Gershom Scholen (1897-1987) revolucionou com seus estudos sobre a Cabala e o messianismo a historiografia judaica. Para ele, desvincular o judaísmo desses movimentos místicos, utópicos e de suas representações mitológicas era fazer com que perdesse uma das principais fontes de seu poder de revitalização e de renovação históricas. Na verdade, é fato hoje reconhecido que o ingresso efetivo, com validação científica, dessas manifestações específicas da historicidade do povo da Bíblia na pesquisa e nos currículos acadêmicos internacionalmente aceitos se deve ao infatigável perqueridor de alfarrábios que foi Gershom Scholem e, mais ainda, ao seu afiado espírito crítico. Numa conjugação ímpar de investigação documental, rigor conceitual, penetração teológica, percepção política e saber erudito, soube estruturar o complexo jogo dialético que presidiu procesos e momentos nodais da história dos judeus.

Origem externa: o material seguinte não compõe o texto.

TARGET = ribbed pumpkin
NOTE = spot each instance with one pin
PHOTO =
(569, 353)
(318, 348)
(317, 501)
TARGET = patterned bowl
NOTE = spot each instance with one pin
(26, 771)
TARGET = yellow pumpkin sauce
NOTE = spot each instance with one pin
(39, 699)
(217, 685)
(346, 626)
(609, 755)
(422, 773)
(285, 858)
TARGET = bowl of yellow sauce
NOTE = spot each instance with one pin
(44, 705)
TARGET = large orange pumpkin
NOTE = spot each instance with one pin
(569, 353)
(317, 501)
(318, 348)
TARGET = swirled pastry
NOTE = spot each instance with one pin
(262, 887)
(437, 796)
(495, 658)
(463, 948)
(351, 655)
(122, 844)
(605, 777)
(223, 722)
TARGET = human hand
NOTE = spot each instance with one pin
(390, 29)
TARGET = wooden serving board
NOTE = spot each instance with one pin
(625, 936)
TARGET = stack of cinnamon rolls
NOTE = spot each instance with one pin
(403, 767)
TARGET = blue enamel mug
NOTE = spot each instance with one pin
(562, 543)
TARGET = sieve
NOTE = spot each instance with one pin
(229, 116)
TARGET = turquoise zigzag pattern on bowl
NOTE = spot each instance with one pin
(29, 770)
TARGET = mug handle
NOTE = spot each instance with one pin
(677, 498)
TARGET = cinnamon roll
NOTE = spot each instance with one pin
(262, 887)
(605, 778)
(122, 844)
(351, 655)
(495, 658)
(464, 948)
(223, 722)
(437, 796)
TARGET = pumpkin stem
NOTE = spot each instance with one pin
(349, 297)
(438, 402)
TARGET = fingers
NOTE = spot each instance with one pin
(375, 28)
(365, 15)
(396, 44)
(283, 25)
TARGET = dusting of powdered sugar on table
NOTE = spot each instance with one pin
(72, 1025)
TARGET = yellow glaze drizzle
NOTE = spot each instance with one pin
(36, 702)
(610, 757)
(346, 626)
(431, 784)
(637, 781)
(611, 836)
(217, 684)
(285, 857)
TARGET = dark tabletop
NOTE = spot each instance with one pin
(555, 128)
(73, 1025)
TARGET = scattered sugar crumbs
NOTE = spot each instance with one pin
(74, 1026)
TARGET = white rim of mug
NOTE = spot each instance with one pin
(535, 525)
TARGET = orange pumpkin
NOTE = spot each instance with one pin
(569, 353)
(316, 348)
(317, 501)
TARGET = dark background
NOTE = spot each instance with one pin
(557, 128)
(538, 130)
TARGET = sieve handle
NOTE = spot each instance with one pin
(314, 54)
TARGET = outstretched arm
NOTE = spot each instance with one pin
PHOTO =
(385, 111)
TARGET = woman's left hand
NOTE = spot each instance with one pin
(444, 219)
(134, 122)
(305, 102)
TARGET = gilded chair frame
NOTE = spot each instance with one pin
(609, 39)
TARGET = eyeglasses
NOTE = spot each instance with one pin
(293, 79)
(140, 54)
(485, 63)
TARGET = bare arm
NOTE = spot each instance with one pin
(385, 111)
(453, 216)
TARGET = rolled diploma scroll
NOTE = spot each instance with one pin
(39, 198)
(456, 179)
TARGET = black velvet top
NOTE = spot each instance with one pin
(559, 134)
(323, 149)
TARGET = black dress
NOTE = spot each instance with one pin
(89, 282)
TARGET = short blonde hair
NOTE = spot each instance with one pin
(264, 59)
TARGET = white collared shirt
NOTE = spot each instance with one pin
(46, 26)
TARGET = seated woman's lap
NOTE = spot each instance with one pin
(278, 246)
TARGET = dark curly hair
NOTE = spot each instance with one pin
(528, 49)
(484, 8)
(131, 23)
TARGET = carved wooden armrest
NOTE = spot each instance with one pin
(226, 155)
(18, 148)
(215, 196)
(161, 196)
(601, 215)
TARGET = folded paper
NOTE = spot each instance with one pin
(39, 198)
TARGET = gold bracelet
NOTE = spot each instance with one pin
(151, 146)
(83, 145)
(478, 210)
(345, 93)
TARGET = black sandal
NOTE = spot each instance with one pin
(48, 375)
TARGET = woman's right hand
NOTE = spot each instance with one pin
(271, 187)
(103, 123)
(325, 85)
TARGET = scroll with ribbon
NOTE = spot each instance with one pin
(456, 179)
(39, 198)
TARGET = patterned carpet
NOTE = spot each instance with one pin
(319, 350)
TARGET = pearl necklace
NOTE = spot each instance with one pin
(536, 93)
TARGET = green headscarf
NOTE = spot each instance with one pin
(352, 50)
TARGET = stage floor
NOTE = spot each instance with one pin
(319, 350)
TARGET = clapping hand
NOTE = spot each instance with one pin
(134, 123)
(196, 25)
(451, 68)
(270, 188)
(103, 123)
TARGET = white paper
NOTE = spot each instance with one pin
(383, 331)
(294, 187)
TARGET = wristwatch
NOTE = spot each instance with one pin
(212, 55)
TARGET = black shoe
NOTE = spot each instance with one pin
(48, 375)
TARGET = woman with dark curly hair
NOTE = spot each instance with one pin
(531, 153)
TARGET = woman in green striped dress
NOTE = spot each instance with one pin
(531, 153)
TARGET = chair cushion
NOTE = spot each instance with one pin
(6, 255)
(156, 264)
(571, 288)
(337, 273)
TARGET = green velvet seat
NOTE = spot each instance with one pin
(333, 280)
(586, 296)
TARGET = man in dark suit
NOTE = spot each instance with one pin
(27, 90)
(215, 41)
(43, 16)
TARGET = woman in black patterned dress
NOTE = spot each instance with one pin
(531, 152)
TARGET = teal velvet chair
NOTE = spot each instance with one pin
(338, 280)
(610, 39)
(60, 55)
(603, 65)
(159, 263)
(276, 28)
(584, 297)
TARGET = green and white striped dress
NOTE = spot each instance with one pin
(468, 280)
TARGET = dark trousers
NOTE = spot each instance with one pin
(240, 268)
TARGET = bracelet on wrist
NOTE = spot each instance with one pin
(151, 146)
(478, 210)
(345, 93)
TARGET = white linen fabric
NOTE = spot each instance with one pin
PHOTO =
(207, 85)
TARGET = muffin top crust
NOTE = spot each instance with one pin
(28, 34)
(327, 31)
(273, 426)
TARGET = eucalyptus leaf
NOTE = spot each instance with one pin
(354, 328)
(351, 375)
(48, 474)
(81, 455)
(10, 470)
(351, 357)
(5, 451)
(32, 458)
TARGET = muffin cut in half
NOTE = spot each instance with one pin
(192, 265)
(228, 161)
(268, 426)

Estudando a oposição de Scholem à Wissenschaft des Judentums, a Ciência do Judaísmo gerada no século XIX pelo pensameno racionalista e positivista e ainda dominante entre os scholars judeus de sua época, David Biale, em "Cabala e Contra História", fornece ao seu eitor uma chave mestra para a compreensão das categorias e da dinâmica articuladoras da concepção scholemiana, ou seja, aquela que recebe aqui o nome de "contra-história". Nela, a tradição torna-se objeto de um novo entendimento que não a invalida, mas a reintegra, revista no sentido de sua contraposição heterodoxa à corrente oficial, como agente do devir histórico e de suas cristalizações marcantes.
É a instigante visão desta interpretação que se abre ao público de língua portuguesa em "Cabala e Contra-história: Gershom Scholem", livro ora publicado pela editora Perspectiva, em sua coleção Estudos.